Zu subjektiv. Dass Kunstuniversitäten sich mit struktureller Diskriminierung wie Sexismus, Rassismus, Klassismus, Ableismus oder Queer- und Transfeindlichkeit explizit und konstruktiv beschäftigen, ist eine Seltenheit. Dies betrifft sowohl offensichtliche Ausschlussmechanismen als auch internalisierte Wertesysteme. Die Arbeiten feministischer Künstler*innen werden oft als zu subjektiv abgewertet, die Werke nicht-weißer Künstler*innen als zu politisch und künstlerisch nicht wertvoll abgetan. Auch wenn sich vor allem die Professor*innen gerne als Norm- und Regelbrecher*innen darstellen, sind ihre Praktiken im Grunde sehr regelkonform und dienen hauptsächlich patriarchalen, weißen und neoliberalen Interessen. Das bestätigt auch die Wiener Künstlerin Sheri Avraham: „Die gläserne Decke in der Kunsthochschule ist nicht aus Glas. Sie ist aus Beton. Und jeder kann sie sehen.“ Avraham ist Absolventin der Akademie der bildenden Künste Wien. Sie arbeitet als Vorstandsmitglied beim Berufsverband IG Bildende Kunst und als Co-Kuratorin bei D/ARTS, einem Projektbüro, das sich für mehr Diversität in der Wiener Kulturlandschaft einsetzt. „Als working class Migrantin habe ich in der Akademie viele Risiken auf mich genommen, täglich! Ich hatte kein finanzielles Sicherheitsnetz, aber dafür habe ich viele Verbündete getroffen.“ Avraham erzählt von den Studierendenprotesten von 2009/2010, aus denen zwei selbstorganisierte Gruppen hervorgegangen sind, bei denen sie mitgewirkt hat: Plattform Geschichtspolitik und AG Antirassistische Arbeit. „Wir haben z.
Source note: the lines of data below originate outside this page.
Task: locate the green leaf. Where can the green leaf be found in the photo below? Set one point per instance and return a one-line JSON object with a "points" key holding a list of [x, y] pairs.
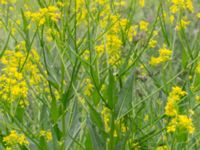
{"points": [[112, 91], [97, 139], [124, 103]]}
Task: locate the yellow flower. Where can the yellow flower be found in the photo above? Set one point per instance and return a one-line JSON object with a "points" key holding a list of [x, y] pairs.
{"points": [[143, 25], [152, 43], [164, 56], [184, 22], [14, 138], [174, 96], [198, 15], [164, 147], [46, 134], [142, 3]]}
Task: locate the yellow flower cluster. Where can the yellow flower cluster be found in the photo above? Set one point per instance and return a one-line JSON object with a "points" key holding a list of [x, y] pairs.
{"points": [[174, 97], [164, 56], [88, 87], [181, 122], [165, 147], [113, 47], [142, 3], [144, 25], [46, 134], [184, 22], [13, 86], [178, 5], [14, 138], [4, 2], [40, 17], [171, 110]]}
B. Führungen durch die Akademie angeboten, bei denen wir auf antisemitische und rassistische Spuren und Zeichen hingewiesen haben.“
Kollaborationen und Austausch statt Self-Branding und Kunststars – in vielen Kunstuniversitäten finden sich ähnliche Gruppen, Kollektive und freie Klassen ohne Professor*in. Sie verstehen Kunst nicht als Produkt, das sich nun mal besser oder schlechter verkauft, sondern als Form des gemeinsamen Denkens und als gesellschaftliche Kritik. Wenn es möglich ist, sich vom neoliberalen Wertesystem zu befreien, kann die Kunstuniversität so auch ein Ort für widerständiges Arbeiten werden. Das sagt auch Avraham. Auf die Frage, ob sie aus heutiger Perspektive noch einmal an der Kunstuni studieren würde, sagt sie: „Auf jeden Fall! Wir dürfen nicht unterschätzen, wie viele Ressourcen es in der Uni gibt, Materialien, Equipment, Räume, den Status als Studierende*r. Das ist viel wert. Aber wir dürfen deswegen nicht glauben, dass die Institution uns unbedingt wohlgesonnen ist. Die eigentliche Lehre findet – so sagen die Theoretiker Fred Moten und Stefano Harney – auf den Fluren und in den Pausen statt, mit Freund*innen und Verbündeten.“ •
Franzis Kabisch lebt heute von einer „künstlerischen und/oder kunstnahen Tätigkeit“ in Berlin und Wien, hat an der HFBK-Umfrage aber nicht teilgenommen.